For the 0-th pass, we scan through the whole list to find the minimum element in the list. We then swap that element with the element at position 0. For the 1st pass, we scan through elements 1 through n-1 to find the minimum of those elements. We then swap that element with the element at position 1. We continue in this way. In the i-th pass, we scan through elements i through n-1 to find the next minimum value, then perform a swap to place it at position i.
Once we complete the pass numbered n-2, the whole list will be sorted.
Write a function def selectionSort(someList) that sorts someList it is given using selection sort. Note that your code should not return a sorted list. Instead, it should rearrange the items that are stored in the list it is given.
[HW11 P4]
Exercise: count sort
There are situations in coding where the list of integers that we need to sort are drawn from a limited range. For example, the list
[1, 2, 0, 0, 1, 3, 2, 1, 0, 1, 3, 3, 3, 1, 0, 1, 0]

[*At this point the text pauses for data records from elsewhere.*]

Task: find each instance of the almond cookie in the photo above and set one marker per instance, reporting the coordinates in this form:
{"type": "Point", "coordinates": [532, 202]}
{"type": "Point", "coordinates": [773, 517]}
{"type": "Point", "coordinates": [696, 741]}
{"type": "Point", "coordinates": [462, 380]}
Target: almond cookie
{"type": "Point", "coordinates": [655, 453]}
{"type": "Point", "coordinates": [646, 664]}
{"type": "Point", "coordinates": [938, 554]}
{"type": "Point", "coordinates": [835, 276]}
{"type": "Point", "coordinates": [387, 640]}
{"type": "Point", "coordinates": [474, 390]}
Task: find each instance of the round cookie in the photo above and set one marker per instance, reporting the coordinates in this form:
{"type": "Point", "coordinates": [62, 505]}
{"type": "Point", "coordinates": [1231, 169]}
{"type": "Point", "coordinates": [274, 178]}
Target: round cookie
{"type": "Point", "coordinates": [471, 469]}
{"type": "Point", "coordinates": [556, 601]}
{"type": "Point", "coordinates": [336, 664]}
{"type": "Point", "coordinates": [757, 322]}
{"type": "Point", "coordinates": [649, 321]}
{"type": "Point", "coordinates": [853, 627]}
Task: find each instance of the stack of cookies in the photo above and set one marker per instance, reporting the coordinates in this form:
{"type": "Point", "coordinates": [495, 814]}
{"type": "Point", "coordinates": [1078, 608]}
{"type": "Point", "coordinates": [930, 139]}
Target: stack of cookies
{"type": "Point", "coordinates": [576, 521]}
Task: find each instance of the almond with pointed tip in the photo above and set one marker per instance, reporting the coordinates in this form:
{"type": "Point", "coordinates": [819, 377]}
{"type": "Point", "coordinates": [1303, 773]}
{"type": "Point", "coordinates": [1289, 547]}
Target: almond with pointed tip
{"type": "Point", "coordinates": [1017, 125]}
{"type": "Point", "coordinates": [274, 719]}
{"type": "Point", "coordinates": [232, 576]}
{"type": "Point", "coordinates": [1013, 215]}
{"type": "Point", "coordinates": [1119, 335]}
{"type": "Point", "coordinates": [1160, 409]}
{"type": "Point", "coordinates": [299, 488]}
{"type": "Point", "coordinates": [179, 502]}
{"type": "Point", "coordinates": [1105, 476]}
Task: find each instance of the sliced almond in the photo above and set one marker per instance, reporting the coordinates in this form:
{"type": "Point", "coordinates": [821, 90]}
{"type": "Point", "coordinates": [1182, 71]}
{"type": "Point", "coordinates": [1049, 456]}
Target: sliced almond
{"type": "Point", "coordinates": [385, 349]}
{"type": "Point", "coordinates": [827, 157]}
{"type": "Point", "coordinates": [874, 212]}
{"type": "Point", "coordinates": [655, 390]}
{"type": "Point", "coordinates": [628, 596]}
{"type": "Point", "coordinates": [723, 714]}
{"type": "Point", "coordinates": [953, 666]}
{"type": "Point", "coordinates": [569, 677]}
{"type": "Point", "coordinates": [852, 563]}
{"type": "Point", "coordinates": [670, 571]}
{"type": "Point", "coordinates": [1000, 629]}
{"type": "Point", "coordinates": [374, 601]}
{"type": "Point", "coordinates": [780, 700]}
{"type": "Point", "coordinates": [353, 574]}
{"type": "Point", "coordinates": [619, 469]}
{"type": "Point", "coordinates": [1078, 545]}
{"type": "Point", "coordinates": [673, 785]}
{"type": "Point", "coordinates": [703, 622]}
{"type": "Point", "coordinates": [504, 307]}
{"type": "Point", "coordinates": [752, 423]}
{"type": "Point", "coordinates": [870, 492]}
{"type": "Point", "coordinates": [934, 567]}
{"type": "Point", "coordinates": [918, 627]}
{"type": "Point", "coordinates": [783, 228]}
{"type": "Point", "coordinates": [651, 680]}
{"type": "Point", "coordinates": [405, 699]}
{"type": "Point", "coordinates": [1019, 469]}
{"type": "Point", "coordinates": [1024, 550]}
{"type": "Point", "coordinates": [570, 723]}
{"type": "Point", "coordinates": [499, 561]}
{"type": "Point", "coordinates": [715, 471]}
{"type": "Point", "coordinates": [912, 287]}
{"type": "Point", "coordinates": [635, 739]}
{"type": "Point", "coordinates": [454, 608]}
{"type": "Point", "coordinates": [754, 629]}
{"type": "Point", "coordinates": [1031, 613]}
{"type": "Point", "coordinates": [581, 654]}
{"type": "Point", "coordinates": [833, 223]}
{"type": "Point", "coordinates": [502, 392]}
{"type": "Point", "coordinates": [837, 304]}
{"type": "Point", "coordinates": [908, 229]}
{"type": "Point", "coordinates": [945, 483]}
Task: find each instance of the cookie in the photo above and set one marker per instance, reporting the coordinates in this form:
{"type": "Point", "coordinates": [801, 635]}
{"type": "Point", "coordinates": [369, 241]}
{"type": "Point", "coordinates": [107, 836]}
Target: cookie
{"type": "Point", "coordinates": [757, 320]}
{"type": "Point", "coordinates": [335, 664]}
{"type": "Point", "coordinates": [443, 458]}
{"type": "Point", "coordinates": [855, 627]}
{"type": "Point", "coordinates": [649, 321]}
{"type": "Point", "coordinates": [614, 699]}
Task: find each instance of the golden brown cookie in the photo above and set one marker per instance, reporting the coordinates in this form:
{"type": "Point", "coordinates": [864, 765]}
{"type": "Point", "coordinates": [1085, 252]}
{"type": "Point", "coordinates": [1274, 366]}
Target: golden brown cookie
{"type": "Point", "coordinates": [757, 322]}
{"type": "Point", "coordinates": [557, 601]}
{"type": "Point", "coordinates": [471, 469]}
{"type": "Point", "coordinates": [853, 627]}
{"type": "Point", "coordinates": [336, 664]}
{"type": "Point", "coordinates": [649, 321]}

only has elements with values between 0 and 3. When that is the case, it is common to use a special sort called count sort.
Here is how it works. Assume that the numbers in our list are integers from 0 up to m-1. There are two phases. In the first phase we scan through the list and count the number of occurrences of each integer in that list. This is done by making a list of counts count, of length m, where count[i] is the number of times that the value i occurs in the list we are sorting. It makes one pass through the list in order to figure out all these counts.
For the list above, the count list is of length 4 and has the contents
[5, 6, 2, 4]
because 0 appears five times, 1 appears six times, 2 appears twice, and 3 appears four times.
In the second phase, we “rewrite” the list we are sorting to have that data in order. That is, we do the work to place the m values in order into the list according to their counts. For the example list, that ultimately places five 0s, six 1s, two 2s, and four 3s to obtain the list contents
[0, 0, 0, 0, 0, 1, 1, 1, 1, 1, 1, 2, 2, 3, 3, 3, 3]
Write a function def countSort(someList, m) that is given a list and the value of m (indicating that the list values are from 0 to m-1) and sorts the contents of someList using count sort. Note that your code should not return a sorted list. Instead, it should modify the list it is given so that the data is in sorted order.